行政書士試験の難易度を偏差値で例えるとどのくらい?

偏差値は60~64程度!大学で例えるとMARCHレベル

行政書士試験の難易度を偏差値で例えると、偏差値60~64程度と言われています。大学の偏差値で言えば、明治大学や青山学院大学などいわゆる「MARCH」レベルとなります。

ただし、個人の得意分野や学習方法によって体感的な難易度は異なるので、偏差値はあくまで目安として考えておくことが大切です。

明治大学などのMARCHは一般的に難関大学として知られますが、行政書士試験も難関大学ほど難しいかと言うとそうではありません。
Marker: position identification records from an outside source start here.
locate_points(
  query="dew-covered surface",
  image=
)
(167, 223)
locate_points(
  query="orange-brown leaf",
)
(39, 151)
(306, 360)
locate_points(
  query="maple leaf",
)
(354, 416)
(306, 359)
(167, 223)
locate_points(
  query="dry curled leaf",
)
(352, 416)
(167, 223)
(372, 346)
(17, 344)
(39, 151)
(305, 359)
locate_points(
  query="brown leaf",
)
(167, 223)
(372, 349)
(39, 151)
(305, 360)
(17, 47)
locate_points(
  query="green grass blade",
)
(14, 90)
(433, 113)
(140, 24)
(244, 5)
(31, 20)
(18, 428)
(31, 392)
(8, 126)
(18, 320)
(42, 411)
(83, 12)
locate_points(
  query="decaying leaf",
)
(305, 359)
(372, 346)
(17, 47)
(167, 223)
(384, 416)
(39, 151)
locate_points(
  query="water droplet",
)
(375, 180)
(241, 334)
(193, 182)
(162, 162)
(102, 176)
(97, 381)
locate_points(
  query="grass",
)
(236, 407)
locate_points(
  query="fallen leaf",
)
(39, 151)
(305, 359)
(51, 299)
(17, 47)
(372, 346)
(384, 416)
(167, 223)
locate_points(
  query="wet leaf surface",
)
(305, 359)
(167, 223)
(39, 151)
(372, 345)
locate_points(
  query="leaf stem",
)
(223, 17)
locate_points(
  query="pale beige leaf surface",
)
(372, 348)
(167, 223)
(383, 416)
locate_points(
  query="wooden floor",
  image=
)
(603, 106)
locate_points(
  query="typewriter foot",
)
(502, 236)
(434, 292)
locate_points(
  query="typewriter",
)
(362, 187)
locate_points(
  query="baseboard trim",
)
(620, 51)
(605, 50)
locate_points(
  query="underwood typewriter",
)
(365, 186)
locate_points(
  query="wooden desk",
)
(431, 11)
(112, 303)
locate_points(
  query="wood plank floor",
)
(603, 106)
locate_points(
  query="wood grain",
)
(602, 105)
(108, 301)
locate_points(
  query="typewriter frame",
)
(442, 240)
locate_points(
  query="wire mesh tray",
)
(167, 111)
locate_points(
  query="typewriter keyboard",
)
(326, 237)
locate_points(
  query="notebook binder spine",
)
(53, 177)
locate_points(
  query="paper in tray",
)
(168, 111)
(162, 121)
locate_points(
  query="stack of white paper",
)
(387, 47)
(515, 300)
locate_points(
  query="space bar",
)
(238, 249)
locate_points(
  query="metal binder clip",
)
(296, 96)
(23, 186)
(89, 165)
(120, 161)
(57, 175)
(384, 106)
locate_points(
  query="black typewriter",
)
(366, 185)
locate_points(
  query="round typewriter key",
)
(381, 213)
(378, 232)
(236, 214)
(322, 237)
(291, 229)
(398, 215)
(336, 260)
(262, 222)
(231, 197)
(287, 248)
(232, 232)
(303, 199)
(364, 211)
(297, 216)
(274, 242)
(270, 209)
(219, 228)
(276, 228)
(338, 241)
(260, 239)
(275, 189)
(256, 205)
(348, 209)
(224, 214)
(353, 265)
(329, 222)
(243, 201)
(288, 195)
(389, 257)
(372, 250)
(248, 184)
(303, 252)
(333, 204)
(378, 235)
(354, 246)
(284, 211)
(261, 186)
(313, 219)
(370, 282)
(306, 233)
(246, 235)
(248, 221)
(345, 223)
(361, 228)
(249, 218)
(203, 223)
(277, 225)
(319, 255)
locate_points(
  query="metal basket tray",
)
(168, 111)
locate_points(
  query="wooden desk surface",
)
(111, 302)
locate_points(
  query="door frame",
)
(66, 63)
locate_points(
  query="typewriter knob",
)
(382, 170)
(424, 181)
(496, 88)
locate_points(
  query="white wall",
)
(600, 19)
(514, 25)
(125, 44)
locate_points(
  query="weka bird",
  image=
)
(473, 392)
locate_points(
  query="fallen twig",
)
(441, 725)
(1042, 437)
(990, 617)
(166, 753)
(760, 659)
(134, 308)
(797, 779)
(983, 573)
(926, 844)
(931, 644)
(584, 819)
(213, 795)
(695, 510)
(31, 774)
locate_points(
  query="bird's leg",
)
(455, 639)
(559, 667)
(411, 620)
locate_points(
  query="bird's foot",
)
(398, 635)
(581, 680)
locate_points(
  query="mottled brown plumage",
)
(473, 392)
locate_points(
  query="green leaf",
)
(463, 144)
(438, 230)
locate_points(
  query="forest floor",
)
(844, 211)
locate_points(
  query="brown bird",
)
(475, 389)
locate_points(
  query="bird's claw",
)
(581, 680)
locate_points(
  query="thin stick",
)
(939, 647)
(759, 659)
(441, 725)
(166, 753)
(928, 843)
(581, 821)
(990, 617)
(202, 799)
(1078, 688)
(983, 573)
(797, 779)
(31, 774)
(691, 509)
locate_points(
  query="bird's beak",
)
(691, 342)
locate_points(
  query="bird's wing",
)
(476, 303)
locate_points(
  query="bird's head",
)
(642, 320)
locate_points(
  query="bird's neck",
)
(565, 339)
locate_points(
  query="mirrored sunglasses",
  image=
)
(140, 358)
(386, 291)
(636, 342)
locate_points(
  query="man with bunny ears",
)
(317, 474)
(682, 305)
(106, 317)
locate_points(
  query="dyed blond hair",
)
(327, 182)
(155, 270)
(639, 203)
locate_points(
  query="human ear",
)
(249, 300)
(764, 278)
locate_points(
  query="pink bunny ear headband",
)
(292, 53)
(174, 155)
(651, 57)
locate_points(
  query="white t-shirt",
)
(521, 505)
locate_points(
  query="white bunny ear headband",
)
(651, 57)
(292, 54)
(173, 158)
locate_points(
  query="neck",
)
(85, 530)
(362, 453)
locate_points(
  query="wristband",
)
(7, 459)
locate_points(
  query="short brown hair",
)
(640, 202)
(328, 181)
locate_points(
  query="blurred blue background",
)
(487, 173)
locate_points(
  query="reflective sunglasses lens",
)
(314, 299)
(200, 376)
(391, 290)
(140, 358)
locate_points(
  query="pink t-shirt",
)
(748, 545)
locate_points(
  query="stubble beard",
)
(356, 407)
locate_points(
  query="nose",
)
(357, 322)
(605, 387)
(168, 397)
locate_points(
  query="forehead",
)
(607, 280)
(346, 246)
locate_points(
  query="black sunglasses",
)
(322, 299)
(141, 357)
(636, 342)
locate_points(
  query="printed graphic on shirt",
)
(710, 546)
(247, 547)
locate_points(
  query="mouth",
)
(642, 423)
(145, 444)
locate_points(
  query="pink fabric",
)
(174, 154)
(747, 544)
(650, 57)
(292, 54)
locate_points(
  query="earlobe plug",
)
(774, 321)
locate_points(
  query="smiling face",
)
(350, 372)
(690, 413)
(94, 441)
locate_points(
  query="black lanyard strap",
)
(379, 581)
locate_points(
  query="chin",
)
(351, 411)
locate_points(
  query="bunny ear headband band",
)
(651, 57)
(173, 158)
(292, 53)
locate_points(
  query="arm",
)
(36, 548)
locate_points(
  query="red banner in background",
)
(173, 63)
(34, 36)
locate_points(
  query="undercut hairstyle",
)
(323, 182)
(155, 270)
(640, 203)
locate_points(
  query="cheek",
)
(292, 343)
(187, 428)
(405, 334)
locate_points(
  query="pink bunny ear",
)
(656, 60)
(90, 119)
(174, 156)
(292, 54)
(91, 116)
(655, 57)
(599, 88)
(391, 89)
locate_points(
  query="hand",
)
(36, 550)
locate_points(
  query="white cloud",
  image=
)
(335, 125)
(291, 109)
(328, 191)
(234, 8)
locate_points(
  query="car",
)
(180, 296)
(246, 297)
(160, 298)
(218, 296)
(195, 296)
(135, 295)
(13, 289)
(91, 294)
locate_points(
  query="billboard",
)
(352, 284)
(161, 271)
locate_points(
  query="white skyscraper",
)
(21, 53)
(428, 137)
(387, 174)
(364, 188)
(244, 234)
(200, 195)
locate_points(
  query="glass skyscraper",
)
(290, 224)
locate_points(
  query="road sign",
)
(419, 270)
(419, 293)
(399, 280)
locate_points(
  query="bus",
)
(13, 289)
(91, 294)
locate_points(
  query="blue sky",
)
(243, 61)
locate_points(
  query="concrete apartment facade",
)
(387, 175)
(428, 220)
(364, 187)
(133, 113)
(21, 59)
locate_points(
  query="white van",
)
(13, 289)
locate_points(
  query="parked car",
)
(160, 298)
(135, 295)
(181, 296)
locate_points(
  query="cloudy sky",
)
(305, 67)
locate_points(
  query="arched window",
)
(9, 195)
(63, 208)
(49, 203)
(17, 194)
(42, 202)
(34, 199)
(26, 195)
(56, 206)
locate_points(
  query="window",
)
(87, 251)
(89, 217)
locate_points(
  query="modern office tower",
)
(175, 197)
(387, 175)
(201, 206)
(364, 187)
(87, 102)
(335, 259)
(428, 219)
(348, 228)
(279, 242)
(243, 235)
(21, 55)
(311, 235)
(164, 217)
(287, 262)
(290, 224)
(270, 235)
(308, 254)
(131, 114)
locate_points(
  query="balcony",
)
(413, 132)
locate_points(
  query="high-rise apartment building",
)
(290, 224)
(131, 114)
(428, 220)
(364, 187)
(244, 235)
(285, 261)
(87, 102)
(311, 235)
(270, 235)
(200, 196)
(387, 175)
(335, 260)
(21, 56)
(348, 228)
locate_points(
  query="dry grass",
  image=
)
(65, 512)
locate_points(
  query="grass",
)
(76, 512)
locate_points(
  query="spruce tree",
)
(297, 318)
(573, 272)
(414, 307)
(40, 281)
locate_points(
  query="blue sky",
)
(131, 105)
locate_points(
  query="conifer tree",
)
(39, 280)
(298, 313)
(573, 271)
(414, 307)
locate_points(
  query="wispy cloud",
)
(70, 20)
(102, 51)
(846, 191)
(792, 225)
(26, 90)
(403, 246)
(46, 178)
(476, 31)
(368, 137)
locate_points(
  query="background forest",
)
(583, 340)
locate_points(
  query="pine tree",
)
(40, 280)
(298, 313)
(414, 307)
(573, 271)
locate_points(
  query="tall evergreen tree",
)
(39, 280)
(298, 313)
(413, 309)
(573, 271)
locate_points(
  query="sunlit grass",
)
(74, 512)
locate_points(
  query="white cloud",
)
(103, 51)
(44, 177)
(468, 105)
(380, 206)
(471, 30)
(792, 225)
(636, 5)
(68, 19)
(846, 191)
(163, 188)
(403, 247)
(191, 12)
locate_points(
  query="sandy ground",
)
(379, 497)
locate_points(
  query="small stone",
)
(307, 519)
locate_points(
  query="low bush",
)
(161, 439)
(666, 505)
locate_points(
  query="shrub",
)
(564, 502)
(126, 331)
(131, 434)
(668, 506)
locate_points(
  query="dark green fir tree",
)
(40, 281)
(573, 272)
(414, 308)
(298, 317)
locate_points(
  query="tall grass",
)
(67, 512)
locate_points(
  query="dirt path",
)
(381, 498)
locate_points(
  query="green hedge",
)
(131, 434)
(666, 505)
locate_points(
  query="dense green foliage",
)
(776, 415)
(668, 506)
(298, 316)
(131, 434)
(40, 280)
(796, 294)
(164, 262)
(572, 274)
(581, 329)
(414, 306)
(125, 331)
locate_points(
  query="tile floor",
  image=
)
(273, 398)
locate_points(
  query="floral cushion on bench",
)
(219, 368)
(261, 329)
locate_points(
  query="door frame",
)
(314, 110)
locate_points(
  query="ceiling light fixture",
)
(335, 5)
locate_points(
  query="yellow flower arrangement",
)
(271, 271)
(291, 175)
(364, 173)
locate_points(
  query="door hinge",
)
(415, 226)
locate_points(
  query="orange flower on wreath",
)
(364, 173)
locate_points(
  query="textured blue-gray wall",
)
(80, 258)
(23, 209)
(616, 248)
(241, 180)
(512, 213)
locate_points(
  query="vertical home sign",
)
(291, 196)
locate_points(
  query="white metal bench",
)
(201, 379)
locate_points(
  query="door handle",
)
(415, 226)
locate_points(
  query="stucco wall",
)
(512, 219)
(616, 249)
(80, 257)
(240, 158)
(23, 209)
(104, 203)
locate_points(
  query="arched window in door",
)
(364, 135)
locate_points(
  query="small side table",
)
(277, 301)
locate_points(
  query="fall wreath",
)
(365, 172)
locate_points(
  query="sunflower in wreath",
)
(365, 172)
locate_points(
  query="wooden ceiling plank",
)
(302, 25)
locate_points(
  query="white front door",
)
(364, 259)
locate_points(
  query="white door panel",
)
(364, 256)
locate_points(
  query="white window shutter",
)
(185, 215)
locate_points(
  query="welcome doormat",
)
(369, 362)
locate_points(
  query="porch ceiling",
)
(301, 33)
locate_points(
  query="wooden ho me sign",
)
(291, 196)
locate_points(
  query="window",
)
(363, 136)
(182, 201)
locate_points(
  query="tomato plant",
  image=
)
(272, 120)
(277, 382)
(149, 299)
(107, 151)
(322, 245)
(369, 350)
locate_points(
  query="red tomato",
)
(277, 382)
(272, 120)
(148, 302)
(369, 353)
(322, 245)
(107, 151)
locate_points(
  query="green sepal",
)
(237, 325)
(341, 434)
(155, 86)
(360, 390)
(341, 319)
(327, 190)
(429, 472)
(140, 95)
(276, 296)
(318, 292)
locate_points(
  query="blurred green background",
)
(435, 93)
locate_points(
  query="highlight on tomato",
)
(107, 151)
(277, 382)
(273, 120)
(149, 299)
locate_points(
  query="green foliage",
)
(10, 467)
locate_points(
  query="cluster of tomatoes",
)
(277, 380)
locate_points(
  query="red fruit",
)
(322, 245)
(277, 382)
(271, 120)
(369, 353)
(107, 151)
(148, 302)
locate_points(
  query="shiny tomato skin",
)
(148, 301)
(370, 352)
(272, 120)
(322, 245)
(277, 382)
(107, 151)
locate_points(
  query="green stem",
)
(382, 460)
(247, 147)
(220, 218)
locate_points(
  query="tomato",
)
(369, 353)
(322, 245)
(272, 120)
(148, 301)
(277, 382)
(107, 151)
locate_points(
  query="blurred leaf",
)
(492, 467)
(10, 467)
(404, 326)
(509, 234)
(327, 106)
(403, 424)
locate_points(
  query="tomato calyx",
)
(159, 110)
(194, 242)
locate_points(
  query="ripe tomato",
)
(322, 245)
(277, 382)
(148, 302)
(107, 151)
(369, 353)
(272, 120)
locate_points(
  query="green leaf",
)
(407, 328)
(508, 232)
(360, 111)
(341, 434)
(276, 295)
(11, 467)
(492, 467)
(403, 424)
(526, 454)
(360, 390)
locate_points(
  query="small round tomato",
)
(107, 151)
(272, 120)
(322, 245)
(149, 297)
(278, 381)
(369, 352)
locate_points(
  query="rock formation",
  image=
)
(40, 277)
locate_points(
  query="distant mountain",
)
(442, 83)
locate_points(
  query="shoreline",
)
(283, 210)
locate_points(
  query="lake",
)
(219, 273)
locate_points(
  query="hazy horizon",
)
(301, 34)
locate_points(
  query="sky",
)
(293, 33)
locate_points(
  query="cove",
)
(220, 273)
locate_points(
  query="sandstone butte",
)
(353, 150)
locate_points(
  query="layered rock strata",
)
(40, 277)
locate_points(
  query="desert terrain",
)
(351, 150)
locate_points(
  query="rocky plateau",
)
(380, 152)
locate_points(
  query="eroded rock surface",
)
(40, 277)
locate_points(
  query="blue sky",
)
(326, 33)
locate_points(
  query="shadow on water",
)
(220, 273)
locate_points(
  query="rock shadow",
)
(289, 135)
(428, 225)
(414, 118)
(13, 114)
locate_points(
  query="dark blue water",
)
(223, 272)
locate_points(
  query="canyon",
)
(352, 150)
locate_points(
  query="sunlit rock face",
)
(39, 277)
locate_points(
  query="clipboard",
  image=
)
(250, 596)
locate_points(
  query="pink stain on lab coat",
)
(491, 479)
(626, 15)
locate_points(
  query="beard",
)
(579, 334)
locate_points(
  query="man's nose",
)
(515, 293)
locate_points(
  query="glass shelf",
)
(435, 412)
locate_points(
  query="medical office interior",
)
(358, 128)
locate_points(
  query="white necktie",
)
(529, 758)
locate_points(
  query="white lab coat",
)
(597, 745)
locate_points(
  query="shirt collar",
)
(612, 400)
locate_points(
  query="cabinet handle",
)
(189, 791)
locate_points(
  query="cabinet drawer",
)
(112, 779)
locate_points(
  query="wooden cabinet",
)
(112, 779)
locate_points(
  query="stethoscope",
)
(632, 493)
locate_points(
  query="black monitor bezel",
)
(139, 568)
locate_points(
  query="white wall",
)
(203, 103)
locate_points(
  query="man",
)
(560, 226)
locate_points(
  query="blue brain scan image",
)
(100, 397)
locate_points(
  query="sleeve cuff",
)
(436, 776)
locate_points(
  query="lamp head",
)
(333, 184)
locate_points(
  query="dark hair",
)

行政書士試験には受験資格がなく、誰でも受験できるため記念受験者の数も多いです。全体の合格率だけ見れば難関大学に相当する偏差値ですが、実際の難易度としては特別難しいというレベルではないでしょう。

行政書士試験の合格率は?約10%〜13%

行政書士試験の合格率は、例年約10%〜13%程度で推移しています。過去5年間の合格率は次のとおりです。

年度受験者数合格者数合格率
令和6年度47,785人6,165人12.90%
令和5年度46,991人6,571人13.98%
令和4年度47,850人5,802人12.13%
令和3年度47,870人5,353人11.18%
令和2年度41,681人4,470人10.72%

参照:一般財団法人 行政書士試験研究センター

合格率だけ見ると比較的低い水準ですが、合格率が低いからといって特別難しい試験というわけではありません。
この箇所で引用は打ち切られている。